C240 RAID 5 high disk / datastore latency spikes

Henry Lee · ‎08-09-2016

Anyone else seeing intermittent write latency spikes to local datastore with RAID 5 configuration? I'm seeing this behavior on multiple ESX servers, and the spikes surprise me because these servers aren't in production yet and they have very light load (about 4 VMs running idle). The spikes have some correlation to load but they seem to occur most when we power on or reboot our VMs. Constant idle latency is around 12-15 ms, which is acceptable. But the spikes are out of expected performance levels.

VMware ESXi, 6.0.0.

UCSC-C240-M4SX

Kirk J · ‎08-09-2016

Greetings.

I would expect to some some spikes, during both shutdown, and especially startup of guest VMs due to burst of IO you would get with OS loading, initializing page file, etc.

On the 12Gb SAS cards, the default write caching mode is write-through, so wanted to confirm if you are using hard drives (vs SSD) that your VD for your raid5 is set to write-back with good BBU. This is assuming you have one of the 12Gb LSI based SAS raid controller models in use, and has a superCap. Your average write latency is 1.822ms which is good, although you'll need some load to see what that is long term.

If you start all 4 VMs up at a relatively close time frame, I would expect you to see some spikes.

Things like faster drive spindle RPMs, SSDs, can reduce access times, increase IOPs, and reduce latency.

Thanks,

Kirk....

Henry Lee · ‎08-09-2016

Thanks for the reply Kirk. It's a MegaRAID SAS with hard drives. I'll check the configuration you suggested and reply if there's anything to add. I understand there would be some spikes but 90ms is surprising, and actually it regularly spikes much higher. For example, right now I'm seeing 2 spikes in the last hour that are 350 and 450ms.

I see this data sheet agrees with your response.

http://www.cisco.com/c/en/us/products/collateral/servers-unified-computing/ucs-c-series-rack-servers/whitepaper-C11-734798.html

So I'll make sure the "Write Back w/BBU" setting is selected.

Walter Dey · ‎08-09-2016

Hi Henry

I have seen this ! and had a TAC case (P1), which took several days to solve (I hope).

Customer was also loosing the datastore ! do you see this as well ?

The suspect part is the Raid Controller !

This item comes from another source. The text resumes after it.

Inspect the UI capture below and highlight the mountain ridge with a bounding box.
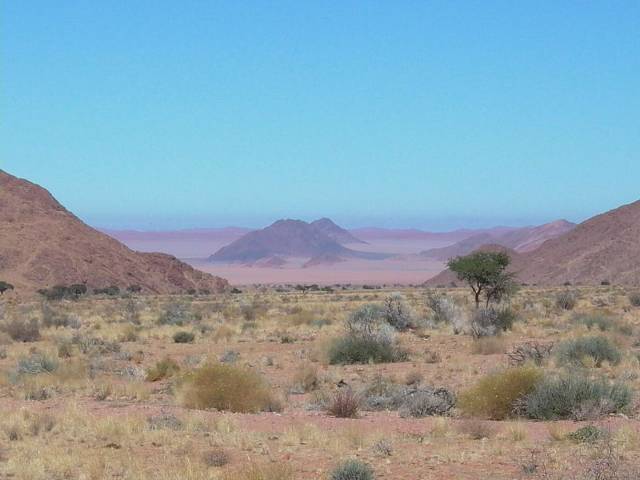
[0,170,229,295]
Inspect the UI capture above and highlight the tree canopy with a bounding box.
[447,251,516,307]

Field Notice: FN - 63732 - UCS Product Family - LSI RAID Controller Impacted by Several Critical Issues - Replacement Required

RMA of Raid Controller caused a ton of other Problems.

Walter.

Kirk J · ‎08-10-2016

HI Walter.

That FN applies to a small subset of 6Gb 92xx line of controllers.

Henry has a 12Gb Raid card (assuming pid UCSC-MRAID12G).

I agree, if he is seeing datastore disconnects for local storage, then the local storage system is suspect.

Should probably check the UCS interop matrix to make sure we're good on the driver.

For 12G SAS/93XX controllers, use lsi_mr3 drivers except when using VSAN, then use megaraid_sas driver for the 12G SAS/93XX controllers.

If Henry sees extended periods of spikes, when the guest VMs are running dormant, than he may want to open a TAC case and have them look at the raid controller logs.

Thanks,

Kirk..